Les philo-laminaires

 

Les philo-laminaires ont des capacités homogènes et peu de troubles sociaux et émotionnels. Ils cherchent à créer un consensus social. Ils veulent que leurs proches se sentent bien et soient en sécurité. Ils agissent au service de la communauté et ne dérangent pas. Ils sont socialement adaptés, car leur dominance cérébrale est dans l’hémisphère droit, celui de l’adaptation et de l’ouverture au monde. Ils sont empathiques et répondent correctement à ce qu’on attend d’eux. Ils ne dérangent pas le système et le consolident. On a besoin d’eux.

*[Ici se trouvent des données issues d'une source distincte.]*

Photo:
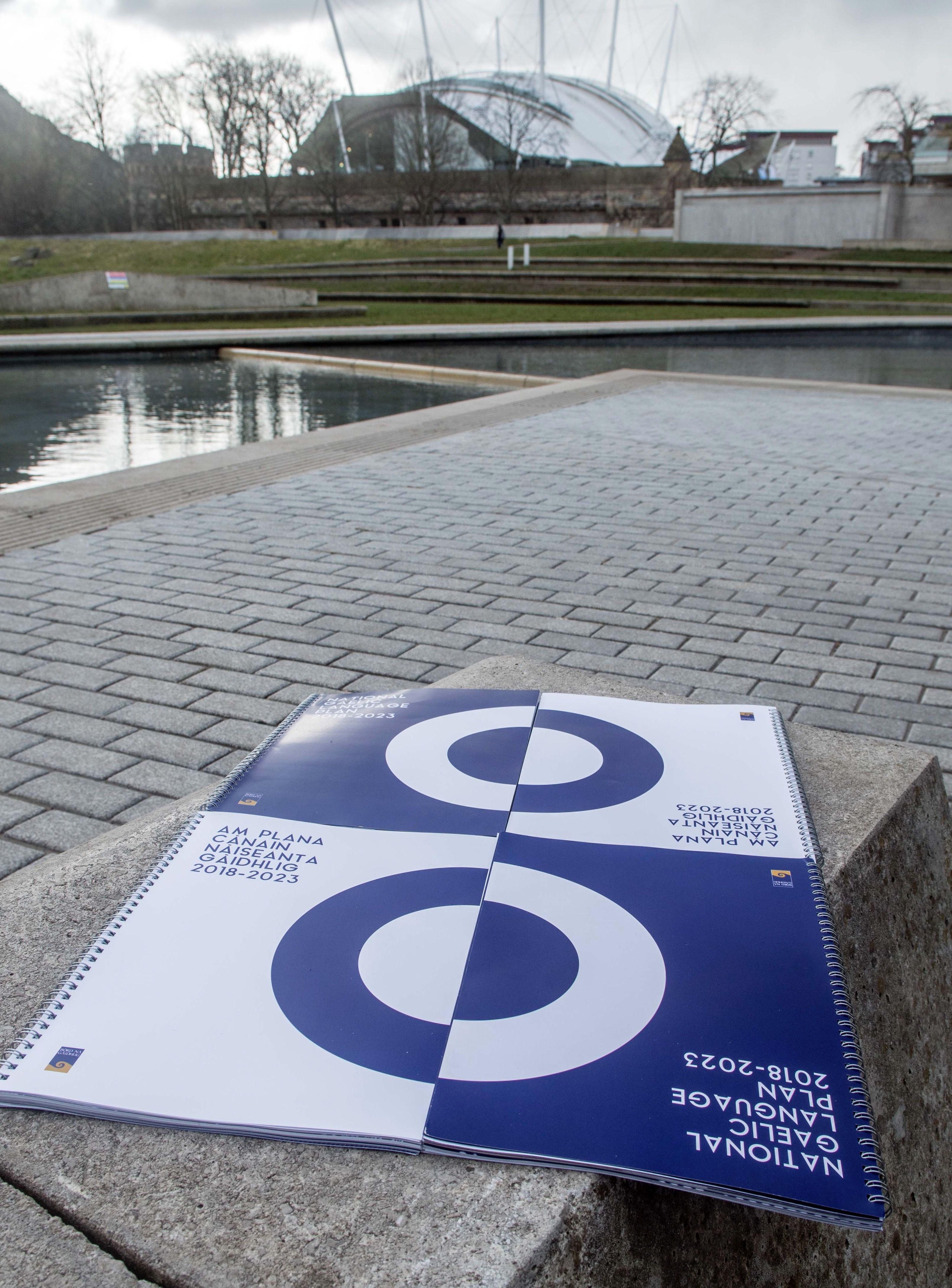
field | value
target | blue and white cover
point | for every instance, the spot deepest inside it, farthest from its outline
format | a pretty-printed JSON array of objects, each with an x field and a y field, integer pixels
[{"x": 556, "y": 929}]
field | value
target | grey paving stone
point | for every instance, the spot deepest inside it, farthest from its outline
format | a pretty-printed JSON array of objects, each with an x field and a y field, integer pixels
[
  {"x": 78, "y": 795},
  {"x": 73, "y": 728},
  {"x": 13, "y": 857},
  {"x": 164, "y": 780},
  {"x": 16, "y": 740},
  {"x": 152, "y": 668},
  {"x": 154, "y": 629},
  {"x": 237, "y": 706},
  {"x": 203, "y": 638},
  {"x": 15, "y": 772},
  {"x": 19, "y": 687},
  {"x": 237, "y": 733},
  {"x": 75, "y": 759},
  {"x": 140, "y": 688},
  {"x": 150, "y": 745},
  {"x": 56, "y": 830},
  {"x": 83, "y": 655},
  {"x": 227, "y": 763},
  {"x": 149, "y": 715},
  {"x": 149, "y": 647},
  {"x": 16, "y": 812},
  {"x": 16, "y": 713},
  {"x": 776, "y": 571},
  {"x": 71, "y": 675},
  {"x": 227, "y": 660}
]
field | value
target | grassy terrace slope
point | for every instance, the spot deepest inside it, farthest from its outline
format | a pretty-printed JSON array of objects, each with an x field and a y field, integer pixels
[{"x": 383, "y": 275}]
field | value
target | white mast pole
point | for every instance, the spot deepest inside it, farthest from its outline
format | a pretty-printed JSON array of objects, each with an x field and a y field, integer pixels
[
  {"x": 341, "y": 137},
  {"x": 668, "y": 62},
  {"x": 341, "y": 44},
  {"x": 611, "y": 52},
  {"x": 426, "y": 42}
]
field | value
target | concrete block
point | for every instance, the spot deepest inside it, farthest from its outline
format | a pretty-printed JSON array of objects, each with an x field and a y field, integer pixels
[
  {"x": 276, "y": 1215},
  {"x": 39, "y": 1248}
]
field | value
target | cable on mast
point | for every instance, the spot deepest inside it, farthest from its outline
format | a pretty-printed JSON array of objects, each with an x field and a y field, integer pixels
[
  {"x": 668, "y": 62},
  {"x": 341, "y": 44},
  {"x": 611, "y": 52},
  {"x": 426, "y": 42}
]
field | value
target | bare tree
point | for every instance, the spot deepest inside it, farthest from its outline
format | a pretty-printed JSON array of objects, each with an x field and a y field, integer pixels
[
  {"x": 431, "y": 144},
  {"x": 217, "y": 80},
  {"x": 518, "y": 123},
  {"x": 302, "y": 97},
  {"x": 719, "y": 113},
  {"x": 92, "y": 93},
  {"x": 163, "y": 107},
  {"x": 904, "y": 116}
]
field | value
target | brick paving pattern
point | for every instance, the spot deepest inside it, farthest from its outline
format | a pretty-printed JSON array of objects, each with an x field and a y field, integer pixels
[{"x": 790, "y": 547}]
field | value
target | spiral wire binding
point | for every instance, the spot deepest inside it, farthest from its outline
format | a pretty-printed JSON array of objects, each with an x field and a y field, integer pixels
[
  {"x": 804, "y": 820},
  {"x": 856, "y": 1072},
  {"x": 843, "y": 1006},
  {"x": 51, "y": 1009}
]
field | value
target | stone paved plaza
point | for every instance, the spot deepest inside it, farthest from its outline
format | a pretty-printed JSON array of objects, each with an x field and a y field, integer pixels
[{"x": 718, "y": 540}]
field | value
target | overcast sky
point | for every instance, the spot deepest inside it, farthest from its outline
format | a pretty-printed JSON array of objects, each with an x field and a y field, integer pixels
[{"x": 815, "y": 53}]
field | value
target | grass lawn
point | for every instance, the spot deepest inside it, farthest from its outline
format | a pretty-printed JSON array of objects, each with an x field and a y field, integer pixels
[
  {"x": 186, "y": 258},
  {"x": 209, "y": 257},
  {"x": 387, "y": 314}
]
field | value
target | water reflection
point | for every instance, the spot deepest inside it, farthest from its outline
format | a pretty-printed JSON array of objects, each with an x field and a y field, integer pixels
[
  {"x": 914, "y": 356},
  {"x": 66, "y": 420}
]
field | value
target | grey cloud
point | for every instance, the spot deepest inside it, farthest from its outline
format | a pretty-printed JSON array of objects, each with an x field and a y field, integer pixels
[{"x": 216, "y": 17}]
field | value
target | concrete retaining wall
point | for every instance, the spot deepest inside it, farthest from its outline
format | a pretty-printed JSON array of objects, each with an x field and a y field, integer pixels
[
  {"x": 88, "y": 293},
  {"x": 813, "y": 216},
  {"x": 203, "y": 1211},
  {"x": 449, "y": 232}
]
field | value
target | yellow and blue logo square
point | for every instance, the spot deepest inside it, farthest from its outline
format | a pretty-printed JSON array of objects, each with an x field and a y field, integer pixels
[{"x": 65, "y": 1059}]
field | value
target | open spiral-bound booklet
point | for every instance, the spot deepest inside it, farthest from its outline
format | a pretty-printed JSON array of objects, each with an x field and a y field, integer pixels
[{"x": 575, "y": 932}]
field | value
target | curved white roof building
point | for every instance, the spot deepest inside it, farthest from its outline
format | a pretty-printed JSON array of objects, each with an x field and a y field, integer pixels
[{"x": 589, "y": 122}]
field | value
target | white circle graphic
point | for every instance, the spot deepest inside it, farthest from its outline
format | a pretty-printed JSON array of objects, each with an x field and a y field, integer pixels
[
  {"x": 418, "y": 757},
  {"x": 415, "y": 963},
  {"x": 554, "y": 757},
  {"x": 619, "y": 987}
]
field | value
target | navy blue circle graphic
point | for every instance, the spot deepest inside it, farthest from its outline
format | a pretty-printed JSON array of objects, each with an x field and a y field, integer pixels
[
  {"x": 494, "y": 755},
  {"x": 518, "y": 963},
  {"x": 630, "y": 767},
  {"x": 318, "y": 983}
]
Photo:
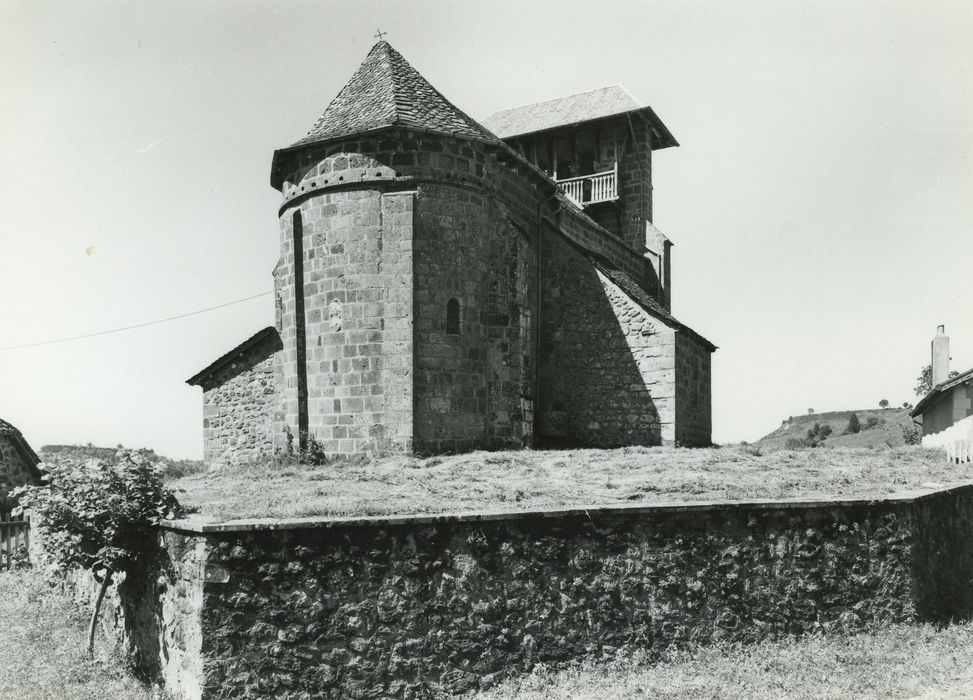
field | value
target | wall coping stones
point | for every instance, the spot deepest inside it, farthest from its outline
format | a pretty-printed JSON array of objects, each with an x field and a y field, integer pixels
[{"x": 203, "y": 525}]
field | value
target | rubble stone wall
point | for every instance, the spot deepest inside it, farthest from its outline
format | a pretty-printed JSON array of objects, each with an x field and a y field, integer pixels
[
  {"x": 242, "y": 408},
  {"x": 410, "y": 607},
  {"x": 607, "y": 368}
]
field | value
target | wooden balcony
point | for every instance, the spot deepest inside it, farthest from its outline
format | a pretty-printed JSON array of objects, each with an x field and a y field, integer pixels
[{"x": 591, "y": 189}]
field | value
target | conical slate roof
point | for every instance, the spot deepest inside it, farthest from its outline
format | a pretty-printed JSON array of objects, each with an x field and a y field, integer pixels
[{"x": 387, "y": 91}]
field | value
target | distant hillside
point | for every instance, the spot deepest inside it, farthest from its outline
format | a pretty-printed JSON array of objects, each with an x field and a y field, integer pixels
[
  {"x": 89, "y": 451},
  {"x": 888, "y": 431},
  {"x": 174, "y": 468}
]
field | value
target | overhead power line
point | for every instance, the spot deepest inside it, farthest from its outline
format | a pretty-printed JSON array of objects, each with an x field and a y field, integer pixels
[{"x": 137, "y": 325}]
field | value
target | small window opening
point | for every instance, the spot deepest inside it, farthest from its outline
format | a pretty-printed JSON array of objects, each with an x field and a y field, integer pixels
[{"x": 452, "y": 317}]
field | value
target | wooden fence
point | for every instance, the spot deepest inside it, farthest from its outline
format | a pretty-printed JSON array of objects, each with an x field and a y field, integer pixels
[{"x": 14, "y": 534}]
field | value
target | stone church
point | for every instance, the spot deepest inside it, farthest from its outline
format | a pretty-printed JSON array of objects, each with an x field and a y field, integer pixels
[{"x": 445, "y": 285}]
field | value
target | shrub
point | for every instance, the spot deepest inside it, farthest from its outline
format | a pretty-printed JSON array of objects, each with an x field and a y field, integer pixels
[
  {"x": 854, "y": 424},
  {"x": 100, "y": 516},
  {"x": 924, "y": 380},
  {"x": 312, "y": 453},
  {"x": 912, "y": 434}
]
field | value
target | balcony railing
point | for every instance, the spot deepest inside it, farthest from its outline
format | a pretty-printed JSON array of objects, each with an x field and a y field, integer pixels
[{"x": 591, "y": 189}]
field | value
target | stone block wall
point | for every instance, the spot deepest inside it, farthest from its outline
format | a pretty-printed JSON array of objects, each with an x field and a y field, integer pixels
[
  {"x": 693, "y": 362},
  {"x": 242, "y": 410},
  {"x": 470, "y": 381},
  {"x": 357, "y": 323},
  {"x": 607, "y": 368},
  {"x": 413, "y": 606},
  {"x": 368, "y": 364}
]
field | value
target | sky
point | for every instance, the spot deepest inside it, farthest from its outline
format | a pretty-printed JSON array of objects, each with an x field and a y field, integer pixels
[{"x": 820, "y": 201}]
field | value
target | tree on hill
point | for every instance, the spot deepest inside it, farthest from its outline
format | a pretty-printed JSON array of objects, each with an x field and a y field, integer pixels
[
  {"x": 854, "y": 424},
  {"x": 924, "y": 380},
  {"x": 815, "y": 436}
]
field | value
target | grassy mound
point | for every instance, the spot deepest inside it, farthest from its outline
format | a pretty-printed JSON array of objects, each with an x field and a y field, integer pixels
[{"x": 530, "y": 480}]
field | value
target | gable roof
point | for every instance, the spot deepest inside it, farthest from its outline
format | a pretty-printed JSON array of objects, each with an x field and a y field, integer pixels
[
  {"x": 624, "y": 282},
  {"x": 610, "y": 101},
  {"x": 387, "y": 91},
  {"x": 28, "y": 454},
  {"x": 939, "y": 389},
  {"x": 241, "y": 350}
]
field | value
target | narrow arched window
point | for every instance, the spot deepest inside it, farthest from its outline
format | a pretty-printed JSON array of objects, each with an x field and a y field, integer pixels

Leurs difficultés se voient moins. Elles portent sur l’émotion. Ils comprennent très bien l’émotion chez autrui, s’en servent pour que l’interaction sociale se passe bien, mais ils n’aiment pas l’émotion. Ils ont besoin de rationaliser, car leur cortex pré-frontal est très performant. Le philo-laminaire se protège des émotions et ne se laisse pas contaminer par l'émotion des autres. Il est dans l'empathie. Il sait se mettre à la place d'autrui, mais peut se distancier, contrairement au philo-complexe.

Alors que le philo-complexe a un rapport compliqué aux émotions, sur un mode explosif et franc, le laminaire a un rapport qui paraît plus simple, mais qui peut également le faire souffrir. Il n’aime pas éprouver les émotions trop fortes. Il apprend à les inhiber (grâce à son cortex pré-frontal latéral droit qui est performant) et a tendance à remplacer ses émotions par des sensations (maux divers, douleurs). Il somatise facilement. Son fonctionnement émotionnel est plus adapté socialement, mais ne le rend pas forcément plus épanoui.

Chez l’enfant à profil laminaire, le langage n’est pas forcément précoce, mais apparaît d’emblée correct, car c’est un observateur : il a besoin de temps pour intégrer les informations, mais ensuite, il est très performant.